Seven inmates in the D.C. Jail have filed suit against Mayor Anthony A. Williams and the director of the Department of Corrections, claiming that the facility is dangerous and overcrowded.
The lawsuit, filed Wednesday in D.C. Superior Court, seeks to force Mr. Williams and S. Elwood York Jr., interim director of the Department of Corrections, to obey a city law that requires a reduction in the number of inmates at the jail.
“We are bringing [the suit] on behalf of five men and two women,” said Philip Fornaci, executive director of D.C. Prisoners’ Legal Services Project and co-counsel in the lawsuit. “We are asking the mayor to simply obey the law and set a limit on the number of inmates that can be held at the jail.”
Mr. Fornaci said the Williams administration has ignored the D.C. Jail Improvement Act, which authorized a consultant to determine the maximum inmate population in 2002. Corrections officials treat inmates “like animals” because of overcrowding, he said.
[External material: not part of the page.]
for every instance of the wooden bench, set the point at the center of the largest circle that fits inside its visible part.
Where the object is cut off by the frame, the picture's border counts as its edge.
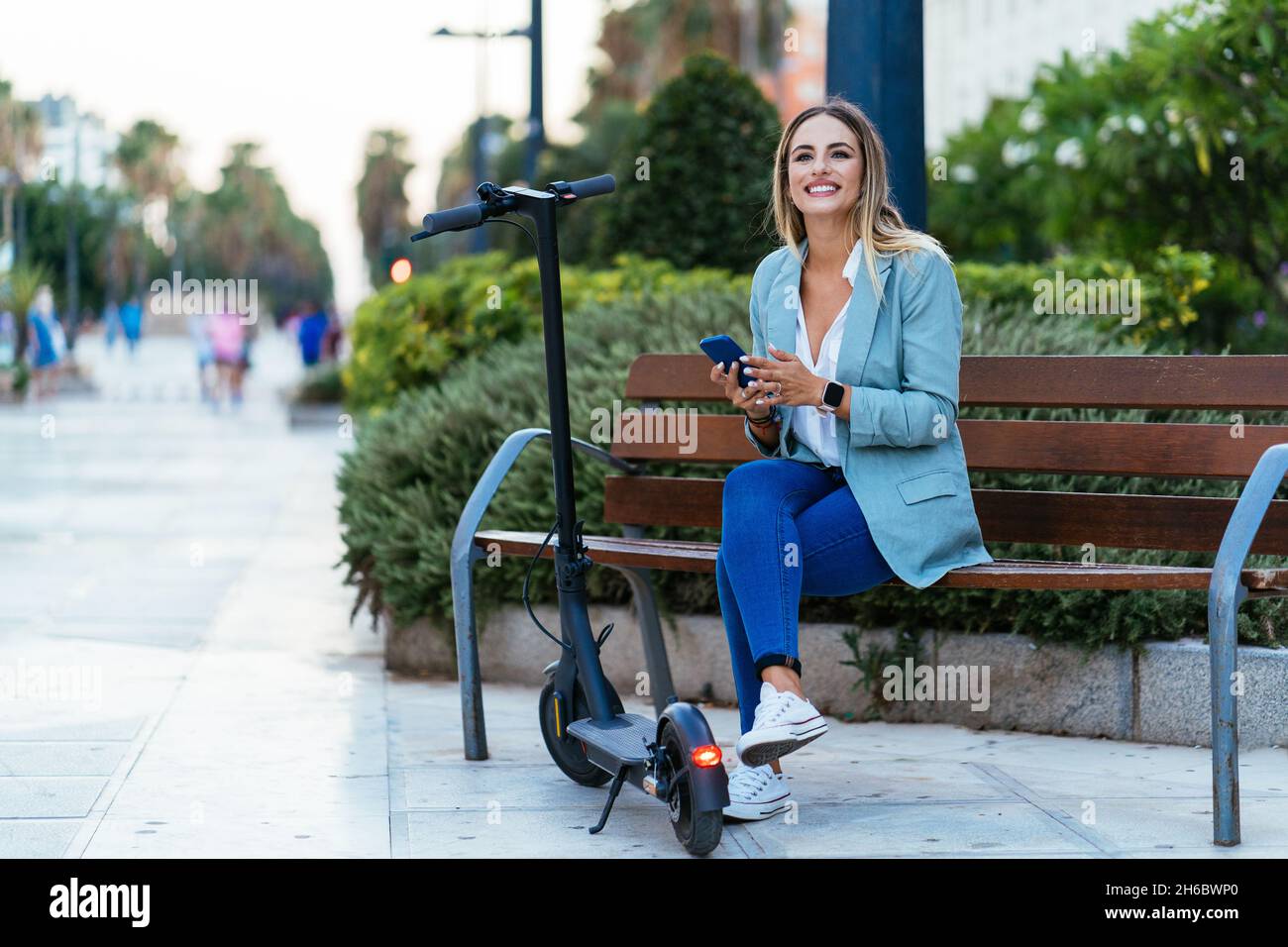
(1254, 523)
D.C. Council members — who have been at odds with the administration over funding for the jail — rebuffed Mr. Fornaci’s request that they join the lawsuit as plaintiffs, the attorney said.
“There was no interest in the council in filing such a suit,” said Mr. Fornaci, who would not say which members he has approached.
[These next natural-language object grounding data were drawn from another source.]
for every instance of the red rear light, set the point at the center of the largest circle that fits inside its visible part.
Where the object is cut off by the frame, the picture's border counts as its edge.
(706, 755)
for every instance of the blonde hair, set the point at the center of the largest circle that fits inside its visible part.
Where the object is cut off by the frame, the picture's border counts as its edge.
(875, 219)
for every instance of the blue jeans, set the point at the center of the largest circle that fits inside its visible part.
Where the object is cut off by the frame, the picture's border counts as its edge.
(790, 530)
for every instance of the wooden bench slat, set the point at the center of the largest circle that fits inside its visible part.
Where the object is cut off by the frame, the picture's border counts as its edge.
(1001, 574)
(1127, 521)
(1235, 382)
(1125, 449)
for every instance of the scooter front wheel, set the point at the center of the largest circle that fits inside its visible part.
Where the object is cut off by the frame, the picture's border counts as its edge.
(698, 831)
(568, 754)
Council member Kathleen Patterson, the Ward 3 Democrat who drafted the Jail Improvement Act, said of the lawsuit last week: “I absolutely understand the motivation for it.”
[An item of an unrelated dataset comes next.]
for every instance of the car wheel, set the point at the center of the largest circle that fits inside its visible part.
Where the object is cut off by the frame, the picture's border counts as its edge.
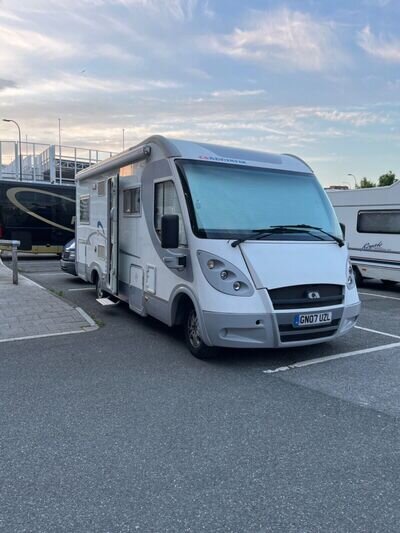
(193, 339)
The 30-year-old D.C. Jail employs 687 guards to watch as many as 2,498 inmates a month, officials have said.
Last year, a consultant recommended the jail hold no more than 2,160 inmates a month. Most are pre-trial defendants awaiting hearings, and their numbers fluctuate as the courts deal with cases.
The two female plaintiffs named in the lawsuit — Georgene Greenfield and Terri Meade — outlined several of their concerns in a letter to The Washington Times this month. Both complained about small food portions and sporadic medical care.
Mr. York said he had not seen the suit, adding that the “mayor will set a cap sometime soon.”
Williams spokesman Vincent Morris said he also had not seen the suit.
“There is not much we can say about it because it’s in litigation,” Mr. Morris said. “I know a lot of things the inmates are complaining about are things that the mayor is trying to fix by increasing funds to the Corrections Department.”
Mr. Williams has called for an increase in the Corrections Department’s budget from $121 million this year to $142 million in fiscal 2006. The council cut his proposal to $138 million.